The Effects of the Great Plague
It is impossible to overstate the effect of the Black Death that ravaged Europe between 1348 and 1350. 30-60% of Europe’s population died, depending upon which figures you believe. The best estimates in England seem to be around 40%. That wasn’t the end of it, however: it returned at intervals for the next 60 years.
How does this relate to the Demon Carvers? We know that it is extremely unlikely that they were at work in 1350. However, the Plague almost certainly has several influences on this narrative.
Firstly, the masons were not spared its effects. The Demon Carver(s) would have learned his or their craft from one of a very diminished population of master tradesmen. To add to the scarcity, the royal projects took priority. Some County Sheriffs were actually set quotas of masons to be sent to London or elsewhere demanded by the King.
Secondly, labour scarcity led, unsurprisingly, to a general increase in wages and a acceleration of the breakdown of the feudal system. There is evidence that even before the Great Plague a general surplus of labour was leading to feudal duties being reduced in some areas of the country - as well as a general hunger in the land. The chaos of the Plague made it hard for landowners to successfully pursue absconders.
After the Plague those labourers left were able to demand higher wages from desperate manorial lords. Ordinances and Statutes pegged wages and prices to pre-Plague rates and this had some effect it seems. Another Plague in 1361-2, however, reduced the population by another 25%. Landowners now found their labour costs doubling and their produce prices tumbling. Faced with this, many chose simply to let their land out for cash rents rather try to farm it profitably themselves.
The 1361 outbreak was known as "The Pestilence of the Children." This outbreak killed the young disproportionately since they did not have the acquired immunity of those who had lived through 1348-50. The next generation of apprentices, tradesmen and labourers was, therefore, also severely reduced.

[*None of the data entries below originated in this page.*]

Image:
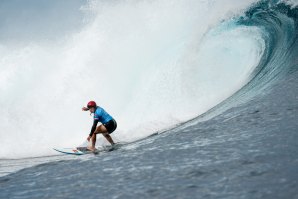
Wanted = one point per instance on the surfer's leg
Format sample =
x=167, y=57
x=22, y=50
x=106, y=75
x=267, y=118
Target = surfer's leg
x=102, y=129
x=93, y=139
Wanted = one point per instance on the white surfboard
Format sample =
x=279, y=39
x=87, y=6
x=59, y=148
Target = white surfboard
x=74, y=151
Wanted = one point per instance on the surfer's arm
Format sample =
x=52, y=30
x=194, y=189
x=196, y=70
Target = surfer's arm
x=93, y=127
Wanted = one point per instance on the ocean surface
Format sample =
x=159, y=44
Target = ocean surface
x=241, y=145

All of this paints a picture of scarcity of supply and an increase in wages in most trades. What is remarkable about the Demon Carvers is not only that their work is visible at a a number of churches but also that their work seems to account for more than 50% of the frieze carving in his area. We are not talking here of a few churches amongst many: there seems to have been one (surely small?) group of carvers of this kind of work over the whole of Rutland and the margins of at least two adjoining counties. This is wholly consistent with the certainty that after the Black Death there was a general shortfall in masons and carvers.
After the Plague the fashions in church architecture themselves changed. The Decorated period of Gothic architecture gave way decisively to the Perpendicular. Let’s be clear that the first manifestations of this new style were seen some twenty years before Great Plague. Perpendicular style, however, offered a simpler, more consistent style that was more appropriate for the post-Plague recovery period when probably 50% of the masons had perished. At this time we also see the practice of “shop” work emerge whereby window mouldings and the like were carved at the quarry rather than at the building site. Most texts state this as a fact without trying to explain why this should be the case. It seems to me, though, to again be very consistent with post-Plague social changes. Labour shortages would enable carvers to dictate that the church masons should come to them rather than that they should go cap in hand to beg for employment at the site as had historically been the case.
Perpendicular churches are often magnificent in style and proportions but there is a uniformity about much of the external features, especially window mullions. Although the perpendicular style predates the Plague - though only just - we might speculate that the development of off-site “shop work” drove this uniformity. If the Plague had not occurred perhaps we would have seen more diversity of styles produced by more independently-minded masons working on site.